Le magnésium est le huitième élément le plus abondant dans la croûte terrestre.
Il fait partie de la famille des métaux alcalino-terreux. Il s’agit d’un des métaux les plus légers, il est moins dense que le fer et même que l’aluminium. Sa forme la plus stable est l’ion Mg2+.
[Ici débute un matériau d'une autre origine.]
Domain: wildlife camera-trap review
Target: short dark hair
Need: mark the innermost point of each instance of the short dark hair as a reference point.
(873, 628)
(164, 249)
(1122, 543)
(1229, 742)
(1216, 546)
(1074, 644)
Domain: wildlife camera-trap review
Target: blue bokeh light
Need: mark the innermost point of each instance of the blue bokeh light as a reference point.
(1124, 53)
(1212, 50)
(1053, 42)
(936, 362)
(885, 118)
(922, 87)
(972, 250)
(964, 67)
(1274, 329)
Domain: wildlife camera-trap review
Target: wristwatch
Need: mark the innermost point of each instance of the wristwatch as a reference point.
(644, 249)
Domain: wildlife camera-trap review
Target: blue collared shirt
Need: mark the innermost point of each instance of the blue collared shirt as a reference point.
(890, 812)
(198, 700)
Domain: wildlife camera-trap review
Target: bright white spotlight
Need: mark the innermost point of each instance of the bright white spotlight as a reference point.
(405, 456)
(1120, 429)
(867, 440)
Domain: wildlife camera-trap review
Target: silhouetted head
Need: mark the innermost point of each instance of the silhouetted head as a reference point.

Son nom vient du nom de la ville Magnesia  qui était connue pour les vertus de ses eaux salées dans l’Antiquité. Il faut cependant attendre 1808 pour que le l’électro-chimiste britannique, Humphry Davy, isole l’élément qu’il appellera Magnésium.

Données physico-chimiques

Données atomiques

Numéro
atomique
Masse
atomique
Configuration
électronique
Structure
cristalline
Rayon métallique
pour la coordinence 12
12 24,305 g.mol-1 [Ne] 3s2 Hexagonale compacte de paramètres a = 321 pm et c = 521 pm 160 pm

Données physiques

Masse volumique Dureté Température de fusion Température d’ébullition Conductibilité électrique Conductibilité thermique Solubilité dans l’eau froide Solubilité dans l’eau chaude
1,74 g.cm-3 2,5 648,8°C 1 090°C 22,6.106 S.m-1 156 W.m-1.K-1 insoluble oxydé en Mg(OH)2

Données chimiques

Électronégativité de Pauling État d’oxydation pKa : Mgaq2+/MgOHaq+
E° : Mg2+ + 2e = Mg(s)
pKs : Mg(OH)2 pKs : MgCO3
1,31 +2 11,4 -2,37 V 11,0 7,5

Données thermodynamiques

Magnésium cristallisé

  • Entropie molaire standard à 298,15 K : S° = 32,7 J.K-1mol-1
  • Capacité thermique molaire sous pression constante à 298,15 K : Cp° = 24,9 J.K-1mol-1
  • Enthalpie molaire standard de fusion à la température de fusion : 9,2 kJ.mol-1
  • Enthalpie molaire standard d’ébullition à la température d’ébullition : 131,8 kJ.mol-1
Magnésium gazeux

  • Enthalpie molaire standard de formation à 298,15 K : 147,1 kJ.mol-1
  • Enthalpie libre molaire standard de formation à 298,15 K : 113,2 kJ.mol-1
  • Entropie molaire standard à 298,15 K : S° = 148,5 J.K-1mol-1
  • Capacité thermique molaire sous pression constante à 298,15 K : Cp° = 20,8 J.K-1mol-1

Données industrielles

Matières premières

La teneur en magnésium de l’écorce terrestre est d’environ 2 %. Il est abondant et bien réparti dans le monde en étant présent dans plus de 60 minéraux, dont les plus importants sont :

  • la magnésite ou giobertite : MgCO3, voir le chapitre carbonate de magnésium.
  • la dolomite qui renferme de la dolomie (Ca,Mg)CO3, avec une teneur de 38 % de MgO après calcination,
  • la carnallite : KCl,MgCl2,6H2O, présente dans des gisements de potasse. Elle est utilisée, en particulier, comme source de magnésium dans les engrais,
  • la bischofite : MgCl2,6H2O, voir le chapitre chlorure de magnésium.
  • la kiesérite : MgSO4,H2O, utilisée dans l’industrie des engrais,
  • la brucite : Mg(OH)2,
  • l’olivine : silicate de magnésium et de fer avec une composition comprise entre celle de la forstérite (Mg2SiO4) et celle de la fayalite (Fe2SiO4). La qualité commercialisée comme source de magnésium renferme de 45 à 51 % de MgO et de 7 à 8 % de Fe2O3. Le principal producteur mondial est la Norvège.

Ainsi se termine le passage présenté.